Bertolucci will receive his award - which honours an influential filmmaker who has never received the top prize at Cannes - from jury president Robert De Niro at the festival's opening ceremony today.
"He is very laconic. . . . We'll see if he has a few words to say, that would be good," Bertolucci said referring to De Niro, who starred in his 1976 epic film 1900.
A poet and writer before turning to the silver screen, Bertolucci came of age as a director during the heyday of Italian cinema in the mid-1960s and went on to make over 20 films, from sweeping historical epics to intimate dramas.
His production budgets have grown with his reputation over the past half century, culminating with the 1987 biopic The Last Emperor, which won nine Academy Awards including best picture.
Known by movie buffs for his rich treatment of colour on-screen, Bertolucci also sealed his reputation as a fearless director and provocateur early in his career with the 1972 classic Last Tango in Paris.

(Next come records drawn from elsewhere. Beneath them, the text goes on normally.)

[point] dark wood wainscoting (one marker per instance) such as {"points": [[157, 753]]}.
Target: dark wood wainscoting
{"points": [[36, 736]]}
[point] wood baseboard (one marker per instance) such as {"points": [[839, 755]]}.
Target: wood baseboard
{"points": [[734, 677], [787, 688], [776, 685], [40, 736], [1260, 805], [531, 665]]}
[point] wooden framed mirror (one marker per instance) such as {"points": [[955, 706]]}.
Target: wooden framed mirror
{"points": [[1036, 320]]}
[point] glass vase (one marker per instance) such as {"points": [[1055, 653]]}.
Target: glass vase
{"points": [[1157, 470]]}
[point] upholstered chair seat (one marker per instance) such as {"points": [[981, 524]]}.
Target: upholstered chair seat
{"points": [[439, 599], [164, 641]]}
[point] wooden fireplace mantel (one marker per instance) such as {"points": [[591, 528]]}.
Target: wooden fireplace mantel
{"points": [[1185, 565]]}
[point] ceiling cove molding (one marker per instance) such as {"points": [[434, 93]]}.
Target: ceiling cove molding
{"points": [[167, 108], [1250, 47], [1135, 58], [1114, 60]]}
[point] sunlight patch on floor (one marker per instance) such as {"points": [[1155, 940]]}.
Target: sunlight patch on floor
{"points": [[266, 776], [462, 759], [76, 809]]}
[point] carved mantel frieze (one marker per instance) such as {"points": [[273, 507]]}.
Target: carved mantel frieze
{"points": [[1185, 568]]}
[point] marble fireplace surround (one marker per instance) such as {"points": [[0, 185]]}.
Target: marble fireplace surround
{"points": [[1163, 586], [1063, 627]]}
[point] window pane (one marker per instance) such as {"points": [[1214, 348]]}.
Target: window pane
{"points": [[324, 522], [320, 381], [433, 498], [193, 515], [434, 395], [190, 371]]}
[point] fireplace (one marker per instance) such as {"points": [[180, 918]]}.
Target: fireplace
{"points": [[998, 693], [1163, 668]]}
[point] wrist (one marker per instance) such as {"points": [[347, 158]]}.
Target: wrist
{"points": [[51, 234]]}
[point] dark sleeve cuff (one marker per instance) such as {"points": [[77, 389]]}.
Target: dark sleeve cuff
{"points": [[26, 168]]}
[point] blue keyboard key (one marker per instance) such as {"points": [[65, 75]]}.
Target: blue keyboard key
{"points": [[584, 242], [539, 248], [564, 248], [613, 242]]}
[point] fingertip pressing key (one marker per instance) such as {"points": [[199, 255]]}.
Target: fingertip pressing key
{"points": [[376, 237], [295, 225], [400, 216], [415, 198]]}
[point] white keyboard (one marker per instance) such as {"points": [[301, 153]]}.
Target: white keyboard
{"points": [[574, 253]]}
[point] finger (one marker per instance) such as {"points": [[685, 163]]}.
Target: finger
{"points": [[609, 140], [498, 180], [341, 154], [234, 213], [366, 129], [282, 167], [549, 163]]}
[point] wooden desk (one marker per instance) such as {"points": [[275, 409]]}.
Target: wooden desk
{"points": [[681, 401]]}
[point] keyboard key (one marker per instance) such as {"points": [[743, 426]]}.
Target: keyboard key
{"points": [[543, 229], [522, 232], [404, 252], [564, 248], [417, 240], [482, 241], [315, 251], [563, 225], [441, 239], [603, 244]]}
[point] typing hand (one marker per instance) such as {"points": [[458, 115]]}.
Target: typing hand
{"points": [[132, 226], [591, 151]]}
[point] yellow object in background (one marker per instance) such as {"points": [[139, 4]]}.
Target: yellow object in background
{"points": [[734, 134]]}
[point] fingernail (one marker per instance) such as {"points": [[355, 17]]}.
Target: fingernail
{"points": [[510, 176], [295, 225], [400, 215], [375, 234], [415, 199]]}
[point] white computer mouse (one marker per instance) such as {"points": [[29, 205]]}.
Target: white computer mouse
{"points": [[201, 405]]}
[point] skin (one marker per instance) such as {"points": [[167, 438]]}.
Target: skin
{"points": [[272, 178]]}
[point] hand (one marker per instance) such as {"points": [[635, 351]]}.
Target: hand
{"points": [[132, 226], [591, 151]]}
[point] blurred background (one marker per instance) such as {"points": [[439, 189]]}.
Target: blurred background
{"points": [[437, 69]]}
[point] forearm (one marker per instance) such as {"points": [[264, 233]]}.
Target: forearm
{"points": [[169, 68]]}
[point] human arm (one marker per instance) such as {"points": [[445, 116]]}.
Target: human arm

The film, which features graphic love scenes between Marlon Brando and a much younger Maria Schneider, shocked audiences in the United States, where censors rated it "X" as a pornographic film, but it delighted critics and audiences alike in France.
In Italy, the movie garnered frenzied attention at the box office in the days after its release but was soon banned by an order of the Supreme Court. It was only allowed to be released officially 15 years later.